Update zum Themendepot Energiezukunft 09.02.2020

 

Auch das Themendepot ENERGIEZUKUNFT profitierte in der letzten Woche stark von dem insgesamt freundlichen, jedoch angesichts der Ausbreitung des Corona-Virus in China auch weiter eher von zurückhaltender Risikoneigung geprägten globalen Aktienmarktumfeld. In diesem Szenario präsentierte sich das gleichermaßen risikoreduziert wie wachstumsorientiert ausgerichtete Themendepot in sehr stabiler Verfassung, und gewann + 3,0 % auf einen seit der Depotauflage am 01.11.2019 ermittelten, neuen Netto-Performancestand von + 10,7 % hinzu (alle Angaben jeweils auf Währungsbasis Euro sowie excl. Dividendenzahlungen). Die Nettorendite in Schweizer Franken beträgt damit per 09.02.2020 seit dem Depotstart + 7,5 %.

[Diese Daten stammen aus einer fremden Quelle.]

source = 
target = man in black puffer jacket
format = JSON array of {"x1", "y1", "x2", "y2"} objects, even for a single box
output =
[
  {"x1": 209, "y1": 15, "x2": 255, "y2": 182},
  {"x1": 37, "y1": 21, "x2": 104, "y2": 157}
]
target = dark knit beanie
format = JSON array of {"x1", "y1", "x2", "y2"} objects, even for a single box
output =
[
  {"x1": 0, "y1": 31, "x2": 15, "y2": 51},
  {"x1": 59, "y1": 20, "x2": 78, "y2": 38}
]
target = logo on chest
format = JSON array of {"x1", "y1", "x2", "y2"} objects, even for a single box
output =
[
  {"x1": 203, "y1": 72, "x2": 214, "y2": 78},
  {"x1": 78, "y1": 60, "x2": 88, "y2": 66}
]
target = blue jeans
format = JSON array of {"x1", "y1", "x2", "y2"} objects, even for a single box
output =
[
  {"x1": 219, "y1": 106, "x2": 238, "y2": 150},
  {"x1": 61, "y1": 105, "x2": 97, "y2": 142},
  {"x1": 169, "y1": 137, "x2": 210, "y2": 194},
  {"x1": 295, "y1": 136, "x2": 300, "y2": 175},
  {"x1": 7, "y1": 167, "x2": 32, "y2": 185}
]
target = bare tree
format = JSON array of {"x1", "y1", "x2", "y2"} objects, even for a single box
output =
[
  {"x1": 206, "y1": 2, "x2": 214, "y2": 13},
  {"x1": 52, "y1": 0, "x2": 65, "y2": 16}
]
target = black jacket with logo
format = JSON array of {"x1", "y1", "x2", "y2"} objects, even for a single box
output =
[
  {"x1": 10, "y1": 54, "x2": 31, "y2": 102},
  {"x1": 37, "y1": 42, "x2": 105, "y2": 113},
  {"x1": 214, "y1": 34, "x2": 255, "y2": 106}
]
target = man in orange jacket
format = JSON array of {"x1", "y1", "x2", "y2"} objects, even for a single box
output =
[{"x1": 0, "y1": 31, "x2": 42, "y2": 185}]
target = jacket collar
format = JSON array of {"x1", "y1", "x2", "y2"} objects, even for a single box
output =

Depot-Spitzenreiter waren in der vergangenen Woche die erst am 14.01.20 neu aufgenommene Aktie des weltgrößten, nahe Shanghai ansässigen und an der Börse Hong Kong hauptnotierten Solarglas-Produzenten XINYI SOLAR HOLDINGS (KYG9829N1025). Die Aktie schoss bis 09.02. im Wochenverlauf um nicht weniger als + 14,2 % nach oben und setzte damit ihre Anfang 2019 etablierte Kursrallye nahtlos fort. In sehr starker Form präsentierte sich außerdem auch die Aktie des weltgrößten, dänischen Herstellers für Windkraftanlagen und -turbinen, VESTAS WIND (DK0010268606), deren Aktie um + 6,5 % stieg.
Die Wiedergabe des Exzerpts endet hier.